COPQ Target - What is "best in class"?
Our organization has been tracking cost of poor quality, in addition to DPPM, over the past year and a half. I think we have evolved to a point that our metric for COPQ is pretty inclusive of internal waste and external impact to business. We now would like to transition our company incentive program to a COPQ target, in place of our DPPM target, since it seems to be a more overall representation of how we are doing in terms of quality. In addition, in incorporates more inputs that our team can impact on a daily basis. We need to set a few goals in relationship to this COPQ value, and we are rapidly growing. The thought is to target a %COPQ in terms of COGS on a month to month basis. I am wondering what is considered "best in class"? Our COPQ value does not currently include the costs associated with generally supporting the quality program, only the costs supported and lost from quality incidents. Any help is appreciated!
3 Replies
Michelle,
Congratulations on your COPQ metric. I can comment your your post in several ways:
  1. You are correct: DPPM is not a good engagement metric for top leaders. cost of quality is better, as all strategy is ultimately measured in dollars.
  2. Not having a cost of good quality component in your metric handicaps you. Are you spending enough on investments (improvement or prevention) relative to the areas of major COPQ? Using only COPQ limits your strategic planning.
  3. With rapid growth, you DO need to divide your cost of quality by some measure of volume. COGS is convenient but suffers from the problem of timing. Cost of quality changes with production cost cycles, not with sales. Cost of quality needs a 'leveling' divisor that cycles with production.
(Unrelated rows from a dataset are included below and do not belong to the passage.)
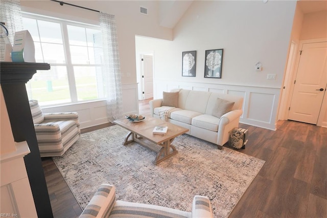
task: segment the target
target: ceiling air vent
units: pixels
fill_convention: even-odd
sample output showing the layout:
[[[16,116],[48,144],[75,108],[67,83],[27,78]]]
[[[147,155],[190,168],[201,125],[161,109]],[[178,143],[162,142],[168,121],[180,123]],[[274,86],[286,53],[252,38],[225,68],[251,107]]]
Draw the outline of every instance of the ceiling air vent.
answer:
[[[139,13],[143,14],[148,15],[148,9],[143,7],[139,7]]]

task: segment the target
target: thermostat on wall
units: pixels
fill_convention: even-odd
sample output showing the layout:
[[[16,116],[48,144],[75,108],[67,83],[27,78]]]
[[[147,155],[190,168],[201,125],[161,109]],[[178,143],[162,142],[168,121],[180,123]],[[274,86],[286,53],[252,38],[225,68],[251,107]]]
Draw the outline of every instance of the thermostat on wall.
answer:
[[[256,71],[261,71],[262,68],[262,64],[260,61],[258,61],[255,63],[255,70]]]

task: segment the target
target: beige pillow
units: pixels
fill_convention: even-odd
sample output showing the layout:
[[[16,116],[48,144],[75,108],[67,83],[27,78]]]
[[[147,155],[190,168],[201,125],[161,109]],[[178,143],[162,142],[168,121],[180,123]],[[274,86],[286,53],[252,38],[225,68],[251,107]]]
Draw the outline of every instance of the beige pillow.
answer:
[[[213,110],[213,116],[220,118],[222,116],[231,111],[235,102],[231,102],[221,98],[217,98],[216,104]]]
[[[164,92],[161,106],[177,107],[178,105],[178,92]]]

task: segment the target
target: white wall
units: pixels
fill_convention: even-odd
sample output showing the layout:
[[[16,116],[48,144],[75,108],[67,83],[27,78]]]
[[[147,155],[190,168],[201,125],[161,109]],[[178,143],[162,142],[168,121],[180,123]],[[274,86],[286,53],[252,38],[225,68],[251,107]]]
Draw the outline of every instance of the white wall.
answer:
[[[295,1],[194,1],[172,41],[136,37],[137,53],[154,51],[155,98],[175,84],[238,92],[245,97],[241,122],[275,129],[295,7]],[[205,51],[216,49],[224,49],[222,78],[205,78]],[[193,50],[196,76],[183,77],[182,52]],[[254,70],[259,61],[262,71]],[[267,80],[268,74],[276,79]]]

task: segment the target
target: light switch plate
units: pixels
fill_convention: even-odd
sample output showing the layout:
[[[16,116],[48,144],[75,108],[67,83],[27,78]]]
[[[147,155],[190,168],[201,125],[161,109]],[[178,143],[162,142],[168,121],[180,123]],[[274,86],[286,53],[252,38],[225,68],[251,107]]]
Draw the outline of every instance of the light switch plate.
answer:
[[[267,74],[267,79],[276,79],[276,74]]]

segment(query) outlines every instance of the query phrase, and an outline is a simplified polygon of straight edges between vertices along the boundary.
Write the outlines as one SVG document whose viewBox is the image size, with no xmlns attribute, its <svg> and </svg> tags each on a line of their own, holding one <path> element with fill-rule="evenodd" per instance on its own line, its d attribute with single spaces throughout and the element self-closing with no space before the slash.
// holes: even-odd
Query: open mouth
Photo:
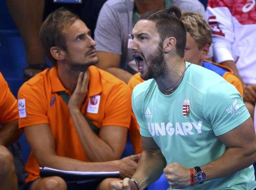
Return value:
<svg viewBox="0 0 256 190">
<path fill-rule="evenodd" d="M 144 65 L 144 59 L 141 56 L 138 54 L 134 54 L 133 56 L 134 58 L 135 62 L 136 62 L 138 67 L 138 71 L 140 72 L 142 70 Z"/>
</svg>

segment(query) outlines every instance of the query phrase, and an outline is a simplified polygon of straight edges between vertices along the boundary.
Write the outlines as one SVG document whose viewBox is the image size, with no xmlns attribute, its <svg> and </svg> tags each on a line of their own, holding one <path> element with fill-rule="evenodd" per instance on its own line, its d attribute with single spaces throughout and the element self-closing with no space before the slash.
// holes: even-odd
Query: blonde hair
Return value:
<svg viewBox="0 0 256 190">
<path fill-rule="evenodd" d="M 212 30 L 200 14 L 193 12 L 183 12 L 180 20 L 188 32 L 201 49 L 206 44 L 212 43 Z"/>
<path fill-rule="evenodd" d="M 62 30 L 71 26 L 79 18 L 77 15 L 62 7 L 50 14 L 42 24 L 39 32 L 40 42 L 46 55 L 53 66 L 56 65 L 57 60 L 52 55 L 51 48 L 59 46 L 66 50 Z"/>
</svg>

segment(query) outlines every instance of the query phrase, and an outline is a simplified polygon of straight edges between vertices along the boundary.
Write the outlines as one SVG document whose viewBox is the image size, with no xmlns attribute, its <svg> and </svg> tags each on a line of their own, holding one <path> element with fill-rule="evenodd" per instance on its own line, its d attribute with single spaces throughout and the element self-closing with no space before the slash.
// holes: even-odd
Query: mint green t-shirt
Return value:
<svg viewBox="0 0 256 190">
<path fill-rule="evenodd" d="M 186 62 L 186 67 L 190 64 Z M 132 102 L 141 135 L 153 138 L 167 164 L 177 162 L 188 168 L 220 157 L 226 147 L 217 136 L 250 116 L 234 86 L 194 64 L 187 68 L 181 83 L 171 94 L 162 94 L 154 79 L 150 79 L 135 87 Z M 255 187 L 251 165 L 186 189 L 249 190 Z"/>
</svg>

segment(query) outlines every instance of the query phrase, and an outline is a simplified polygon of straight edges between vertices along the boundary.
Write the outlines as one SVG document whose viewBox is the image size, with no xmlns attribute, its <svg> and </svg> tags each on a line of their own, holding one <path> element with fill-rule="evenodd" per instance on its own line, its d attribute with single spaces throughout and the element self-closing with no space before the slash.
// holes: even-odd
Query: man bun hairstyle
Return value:
<svg viewBox="0 0 256 190">
<path fill-rule="evenodd" d="M 176 6 L 171 6 L 165 11 L 166 13 L 173 16 L 176 16 L 180 19 L 181 15 L 180 10 Z"/>
<path fill-rule="evenodd" d="M 62 30 L 78 19 L 79 18 L 77 15 L 62 7 L 51 13 L 42 24 L 39 32 L 40 42 L 46 55 L 53 66 L 56 65 L 57 60 L 52 55 L 51 48 L 56 46 L 66 50 Z"/>
<path fill-rule="evenodd" d="M 156 30 L 162 40 L 161 44 L 167 38 L 174 37 L 176 40 L 176 50 L 178 55 L 184 57 L 186 34 L 183 23 L 180 18 L 181 15 L 178 7 L 171 6 L 165 10 L 151 11 L 142 15 L 139 19 L 154 22 Z"/>
</svg>

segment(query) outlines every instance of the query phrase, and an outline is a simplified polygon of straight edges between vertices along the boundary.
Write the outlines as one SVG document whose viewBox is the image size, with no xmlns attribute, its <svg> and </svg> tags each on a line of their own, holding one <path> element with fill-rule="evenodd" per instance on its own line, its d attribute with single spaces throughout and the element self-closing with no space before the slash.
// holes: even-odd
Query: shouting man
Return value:
<svg viewBox="0 0 256 190">
<path fill-rule="evenodd" d="M 256 137 L 235 87 L 219 75 L 185 62 L 180 10 L 148 12 L 130 46 L 142 79 L 132 97 L 142 152 L 131 178 L 113 190 L 143 189 L 162 174 L 169 189 L 254 189 Z"/>
</svg>

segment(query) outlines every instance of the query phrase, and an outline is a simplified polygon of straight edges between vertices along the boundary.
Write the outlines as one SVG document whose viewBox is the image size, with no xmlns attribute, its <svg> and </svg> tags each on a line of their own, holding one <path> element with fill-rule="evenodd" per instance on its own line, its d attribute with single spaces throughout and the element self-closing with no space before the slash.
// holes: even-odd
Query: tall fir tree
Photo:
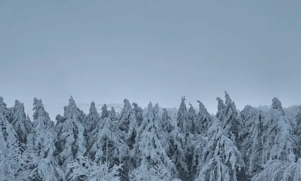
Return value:
<svg viewBox="0 0 301 181">
<path fill-rule="evenodd" d="M 263 163 L 273 159 L 294 161 L 295 155 L 292 151 L 292 131 L 281 102 L 274 98 L 271 109 L 266 113 L 263 121 L 261 143 Z"/>
<path fill-rule="evenodd" d="M 157 165 L 161 165 L 165 172 L 162 175 L 165 180 L 172 180 L 178 176 L 178 171 L 172 161 L 168 156 L 165 148 L 161 144 L 163 136 L 161 121 L 159 116 L 159 106 L 155 108 L 150 102 L 147 106 L 147 113 L 137 132 L 134 146 L 136 160 L 138 167 L 133 172 L 132 179 L 139 180 L 145 174 L 149 173 Z M 142 171 L 143 170 L 143 171 Z M 158 177 L 155 172 L 154 177 Z"/>
<path fill-rule="evenodd" d="M 6 106 L 3 99 L 0 103 Z M 5 107 L 0 105 L 0 179 L 30 180 L 32 178 L 30 155 L 21 151 L 18 134 L 5 117 L 6 110 L 3 108 Z"/>
<path fill-rule="evenodd" d="M 134 110 L 136 116 L 137 125 L 140 126 L 143 121 L 143 110 L 140 107 L 138 107 L 138 104 L 136 103 L 133 103 L 132 106 L 134 107 L 133 110 Z"/>
<path fill-rule="evenodd" d="M 86 153 L 86 141 L 83 135 L 84 127 L 80 122 L 82 115 L 72 96 L 69 105 L 64 110 L 64 117 L 60 118 L 56 127 L 58 141 L 56 144 L 56 155 L 59 165 L 66 170 L 67 165 L 74 159 Z"/>
<path fill-rule="evenodd" d="M 245 123 L 243 129 L 243 139 L 241 151 L 246 163 L 246 173 L 252 175 L 261 171 L 262 144 L 261 141 L 262 127 L 261 113 L 258 109 L 247 105 L 240 116 Z"/>
<path fill-rule="evenodd" d="M 99 123 L 100 117 L 95 107 L 95 104 L 94 102 L 91 103 L 89 114 L 87 115 L 86 124 L 85 124 L 85 132 L 84 135 L 86 137 L 87 140 L 89 140 L 92 131 L 93 130 Z"/>
<path fill-rule="evenodd" d="M 52 128 L 53 122 L 41 100 L 35 98 L 33 106 L 33 126 L 28 137 L 27 147 L 29 151 L 36 153 L 34 180 L 60 180 L 63 178 L 64 173 L 53 156 L 57 134 Z"/>
<path fill-rule="evenodd" d="M 208 130 L 208 142 L 202 150 L 195 180 L 237 180 L 236 171 L 244 167 L 244 163 L 228 133 L 215 118 Z"/>
<path fill-rule="evenodd" d="M 201 101 L 197 101 L 197 102 L 199 104 L 199 111 L 197 120 L 194 124 L 194 134 L 206 136 L 207 131 L 211 126 L 211 116 Z"/>
<path fill-rule="evenodd" d="M 16 100 L 12 111 L 12 115 L 9 121 L 16 130 L 19 141 L 25 144 L 27 140 L 27 135 L 30 133 L 32 128 L 32 123 L 26 117 L 24 105 Z"/>
</svg>

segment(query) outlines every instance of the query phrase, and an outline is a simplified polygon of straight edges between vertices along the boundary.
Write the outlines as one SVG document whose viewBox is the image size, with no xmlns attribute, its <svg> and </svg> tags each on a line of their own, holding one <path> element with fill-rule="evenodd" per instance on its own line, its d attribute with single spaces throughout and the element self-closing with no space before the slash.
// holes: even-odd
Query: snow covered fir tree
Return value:
<svg viewBox="0 0 301 181">
<path fill-rule="evenodd" d="M 301 180 L 301 106 L 239 111 L 224 98 L 214 115 L 185 97 L 179 109 L 125 99 L 121 112 L 84 113 L 71 97 L 55 120 L 35 98 L 31 120 L 0 97 L 0 180 Z"/>
</svg>

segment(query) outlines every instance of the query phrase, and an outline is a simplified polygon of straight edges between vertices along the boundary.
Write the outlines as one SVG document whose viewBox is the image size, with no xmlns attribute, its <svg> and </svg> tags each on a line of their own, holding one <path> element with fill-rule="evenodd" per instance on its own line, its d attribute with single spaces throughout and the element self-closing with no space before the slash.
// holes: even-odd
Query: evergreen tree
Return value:
<svg viewBox="0 0 301 181">
<path fill-rule="evenodd" d="M 208 141 L 201 153 L 196 181 L 236 181 L 237 169 L 244 166 L 240 152 L 221 125 L 215 118 L 208 130 Z"/>
<path fill-rule="evenodd" d="M 176 166 L 161 144 L 163 133 L 160 123 L 158 104 L 154 108 L 150 102 L 147 106 L 146 118 L 138 130 L 134 145 L 133 151 L 139 166 L 133 172 L 133 180 L 138 180 L 137 178 L 151 173 L 151 170 L 159 165 L 162 165 L 161 170 L 165 172 L 161 179 L 169 180 L 178 175 Z M 139 171 L 141 170 L 145 172 Z M 154 176 L 158 176 L 157 173 L 154 173 Z"/>
<path fill-rule="evenodd" d="M 135 128 L 137 126 L 137 121 L 135 113 L 128 100 L 124 99 L 123 103 L 124 106 L 121 111 L 118 126 L 126 135 L 125 141 L 129 148 L 131 149 L 136 137 L 136 130 Z"/>
<path fill-rule="evenodd" d="M 109 112 L 106 105 L 105 104 L 101 108 L 101 116 L 100 117 L 100 118 L 104 119 L 108 116 L 109 116 Z"/>
<path fill-rule="evenodd" d="M 35 98 L 33 106 L 33 126 L 28 137 L 27 146 L 29 151 L 36 153 L 34 177 L 36 180 L 59 180 L 63 178 L 63 172 L 53 156 L 57 134 L 42 100 Z"/>
<path fill-rule="evenodd" d="M 85 154 L 86 141 L 83 135 L 84 127 L 80 121 L 81 113 L 72 96 L 69 105 L 64 109 L 64 117 L 60 118 L 60 123 L 57 125 L 56 147 L 58 163 L 66 170 L 67 165 L 74 159 Z"/>
<path fill-rule="evenodd" d="M 261 142 L 262 121 L 260 111 L 250 105 L 241 111 L 240 116 L 246 123 L 242 150 L 246 163 L 246 173 L 253 175 L 260 171 L 263 164 L 261 160 L 262 145 Z"/>
<path fill-rule="evenodd" d="M 220 104 L 221 105 L 222 105 L 220 106 L 223 110 L 222 114 L 220 115 L 221 116 L 220 120 L 222 123 L 222 128 L 225 131 L 229 132 L 229 138 L 235 142 L 237 142 L 238 141 L 237 139 L 240 137 L 241 134 L 241 130 L 244 127 L 243 123 L 238 117 L 234 102 L 232 101 L 226 91 L 225 91 L 225 98 L 226 98 L 225 106 L 223 107 L 221 103 L 219 102 L 219 105 Z M 238 145 L 239 146 L 239 143 L 238 143 Z"/>
<path fill-rule="evenodd" d="M 90 146 L 90 154 L 92 160 L 105 163 L 121 163 L 127 156 L 128 150 L 122 140 L 124 137 L 115 125 L 115 110 L 112 107 L 107 117 L 99 123 L 92 131 L 88 143 Z M 110 166 L 112 165 L 110 165 Z"/>
<path fill-rule="evenodd" d="M 293 133 L 295 141 L 294 142 L 294 151 L 298 157 L 301 157 L 301 107 L 298 106 L 299 111 L 296 116 L 293 127 Z"/>
<path fill-rule="evenodd" d="M 89 140 L 92 131 L 96 127 L 100 121 L 100 118 L 95 107 L 95 104 L 92 101 L 91 103 L 90 111 L 89 114 L 87 116 L 87 119 L 85 125 L 84 135 L 87 140 Z"/>
<path fill-rule="evenodd" d="M 15 106 L 12 110 L 12 116 L 9 120 L 13 125 L 18 135 L 19 141 L 26 143 L 27 135 L 30 133 L 32 123 L 27 119 L 24 110 L 24 105 L 16 100 Z"/>
<path fill-rule="evenodd" d="M 78 160 L 68 164 L 68 169 L 73 170 L 68 178 L 71 180 L 80 179 L 83 181 L 119 181 L 119 170 L 121 165 L 114 165 L 105 162 L 104 164 L 93 161 L 88 156 L 80 156 Z"/>
<path fill-rule="evenodd" d="M 276 98 L 273 99 L 272 108 L 264 116 L 263 127 L 263 163 L 272 159 L 294 161 L 292 151 L 292 128 L 284 114 L 281 102 Z"/>
<path fill-rule="evenodd" d="M 133 103 L 132 106 L 134 107 L 133 110 L 134 110 L 135 115 L 136 116 L 137 125 L 138 126 L 140 126 L 143 121 L 143 110 L 140 107 L 138 107 L 137 103 Z"/>
<path fill-rule="evenodd" d="M 201 101 L 198 101 L 197 102 L 199 104 L 200 111 L 197 120 L 194 124 L 194 133 L 206 136 L 207 131 L 211 126 L 211 116 Z"/>
<path fill-rule="evenodd" d="M 0 179 L 28 180 L 32 178 L 30 155 L 21 152 L 18 135 L 0 109 Z"/>
<path fill-rule="evenodd" d="M 170 133 L 174 129 L 174 127 L 172 123 L 172 118 L 168 115 L 168 112 L 166 109 L 163 109 L 162 129 L 163 132 L 167 133 Z"/>
</svg>

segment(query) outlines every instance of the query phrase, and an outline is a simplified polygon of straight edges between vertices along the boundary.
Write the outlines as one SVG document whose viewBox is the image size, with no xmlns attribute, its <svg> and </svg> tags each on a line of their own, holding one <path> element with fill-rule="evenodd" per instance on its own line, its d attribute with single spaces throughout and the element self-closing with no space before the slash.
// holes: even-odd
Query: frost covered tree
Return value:
<svg viewBox="0 0 301 181">
<path fill-rule="evenodd" d="M 177 124 L 180 132 L 186 134 L 190 131 L 190 126 L 188 121 L 187 108 L 186 108 L 185 100 L 185 97 L 182 98 L 182 101 L 180 105 L 179 112 L 178 112 Z"/>
<path fill-rule="evenodd" d="M 108 117 L 92 131 L 88 141 L 90 154 L 93 161 L 101 164 L 121 163 L 127 156 L 128 148 L 122 139 L 124 135 L 115 124 L 116 118 L 114 108 L 107 113 Z"/>
<path fill-rule="evenodd" d="M 262 144 L 261 140 L 262 122 L 260 111 L 250 105 L 241 111 L 240 116 L 245 123 L 242 152 L 246 163 L 246 173 L 251 175 L 261 169 Z"/>
<path fill-rule="evenodd" d="M 138 167 L 132 172 L 133 180 L 138 180 L 143 174 L 153 173 L 157 177 L 161 174 L 152 172 L 154 166 L 161 165 L 164 172 L 161 179 L 169 180 L 178 176 L 176 165 L 168 156 L 162 144 L 162 130 L 159 117 L 159 106 L 155 108 L 152 103 L 147 106 L 147 113 L 137 132 L 133 152 L 135 153 Z M 143 171 L 142 172 L 141 171 Z"/>
<path fill-rule="evenodd" d="M 189 103 L 189 106 L 190 106 L 190 107 L 187 112 L 187 126 L 189 132 L 193 133 L 194 132 L 194 129 L 197 129 L 195 126 L 197 119 L 197 114 L 196 110 L 192 106 L 192 104 Z"/>
<path fill-rule="evenodd" d="M 164 109 L 163 111 L 162 121 L 164 138 L 162 140 L 167 141 L 165 146 L 167 155 L 176 165 L 180 173 L 186 174 L 188 172 L 188 170 L 185 152 L 182 148 L 182 142 L 185 141 L 185 138 L 183 138 L 183 134 L 179 132 L 177 125 L 174 125 L 172 124 L 172 120 L 168 115 L 167 110 Z M 155 169 L 153 170 L 156 170 L 156 168 L 154 169 Z"/>
<path fill-rule="evenodd" d="M 226 105 L 224 104 L 224 101 L 219 97 L 216 98 L 217 101 L 217 112 L 215 115 L 215 116 L 220 120 L 223 119 L 224 116 L 224 111 L 226 108 Z"/>
<path fill-rule="evenodd" d="M 194 127 L 193 133 L 206 136 L 207 130 L 211 126 L 211 116 L 201 101 L 197 101 L 197 102 L 199 104 L 200 110 L 197 120 L 193 124 Z"/>
<path fill-rule="evenodd" d="M 27 135 L 31 130 L 32 123 L 27 119 L 24 110 L 24 105 L 16 100 L 12 111 L 12 115 L 9 121 L 16 130 L 19 141 L 26 143 Z"/>
<path fill-rule="evenodd" d="M 53 155 L 57 134 L 52 127 L 48 113 L 45 111 L 41 100 L 34 99 L 34 122 L 31 133 L 28 137 L 29 151 L 36 153 L 33 169 L 35 180 L 59 180 L 63 178 L 63 172 Z"/>
<path fill-rule="evenodd" d="M 101 108 L 101 116 L 100 118 L 104 119 L 109 116 L 109 112 L 108 111 L 108 108 L 106 105 L 105 104 Z"/>
<path fill-rule="evenodd" d="M 65 170 L 73 159 L 83 155 L 86 151 L 84 127 L 80 122 L 81 113 L 72 97 L 69 105 L 64 108 L 64 117 L 57 125 L 56 156 L 59 165 Z"/>
<path fill-rule="evenodd" d="M 124 106 L 118 122 L 119 129 L 126 135 L 125 141 L 130 149 L 132 149 L 136 137 L 137 120 L 131 105 L 127 99 L 123 100 Z"/>
<path fill-rule="evenodd" d="M 299 111 L 296 117 L 295 123 L 293 128 L 296 141 L 294 146 L 294 152 L 297 155 L 301 157 L 301 107 L 298 107 Z"/>
<path fill-rule="evenodd" d="M 172 123 L 172 118 L 169 116 L 166 109 L 163 109 L 162 129 L 164 132 L 167 133 L 170 133 L 174 129 L 174 127 Z"/>
<path fill-rule="evenodd" d="M 284 115 L 280 101 L 272 100 L 272 108 L 266 113 L 263 121 L 262 161 L 277 159 L 281 161 L 293 160 L 292 153 L 292 128 Z"/>
<path fill-rule="evenodd" d="M 21 152 L 18 135 L 4 117 L 4 111 L 0 109 L 0 179 L 30 180 L 30 155 L 27 152 Z"/>
<path fill-rule="evenodd" d="M 301 180 L 301 158 L 296 162 L 270 160 L 264 164 L 264 168 L 252 178 L 252 181 Z"/>
<path fill-rule="evenodd" d="M 68 176 L 70 180 L 83 181 L 119 181 L 119 170 L 121 164 L 114 164 L 112 167 L 110 162 L 101 163 L 93 161 L 88 156 L 80 156 L 68 165 L 67 169 L 72 170 Z"/>
<path fill-rule="evenodd" d="M 140 107 L 138 107 L 138 104 L 136 103 L 133 103 L 132 106 L 134 107 L 133 110 L 134 110 L 136 116 L 137 125 L 138 126 L 140 126 L 143 121 L 143 110 Z"/>
<path fill-rule="evenodd" d="M 100 121 L 100 117 L 95 107 L 95 104 L 92 101 L 91 103 L 90 111 L 89 114 L 87 116 L 86 124 L 85 124 L 84 135 L 86 136 L 87 140 L 89 139 L 92 131 L 96 127 Z"/>
<path fill-rule="evenodd" d="M 236 170 L 244 167 L 241 154 L 221 123 L 215 118 L 208 130 L 208 142 L 200 153 L 195 180 L 237 180 Z"/>
<path fill-rule="evenodd" d="M 229 138 L 237 142 L 238 141 L 237 139 L 240 136 L 241 130 L 244 127 L 244 124 L 238 117 L 234 102 L 232 101 L 226 91 L 225 91 L 225 98 L 226 101 L 224 106 L 218 98 L 218 113 L 220 114 L 220 114 L 218 116 L 217 114 L 217 116 L 220 119 L 223 129 L 229 132 Z M 239 144 L 238 145 L 239 146 Z"/>
</svg>

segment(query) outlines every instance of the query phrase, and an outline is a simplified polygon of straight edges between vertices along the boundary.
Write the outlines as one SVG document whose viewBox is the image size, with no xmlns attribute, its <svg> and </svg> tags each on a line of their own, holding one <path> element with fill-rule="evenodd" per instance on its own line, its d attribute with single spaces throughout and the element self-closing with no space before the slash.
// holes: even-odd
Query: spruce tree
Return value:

How about cost of production?
My books may help here:
https://asq.org/quality-press/display-item?item=H1438
https://asq.org/quality-press/display-item?item=E1309

Finally, I try to promote language that fits today's business. Prevention could be called 'Investments', Appraisal could be 'Monitoring', Internal Failure is really just 'Waste', and External Failure might be called 'Downstream Consequences' to allow for supply chain details.

Douglas C. Wood
ASQ CQE, SSBB, CMQ/OE, CQA
5507 Mission Road, Fairway, KS 66205
Email: doug@dcwoodconsulting.com
Office Cell: (913) 669-4173
www.DCWoodConsulting.com
Linked in: www.linkedin.com/in/douglascwood/
Thank you for the help.

Any thoughts on a target? In terms of what % should we shoot for ("best in class").
Duke Okes
168 Posts
Given the variations in how COQ is measured, differences from industry to industry, and likely reluctance to publish/share the data, benchmarking of COQ is difficult.
I believe a better approach might simply be to target a certain % reduction each year.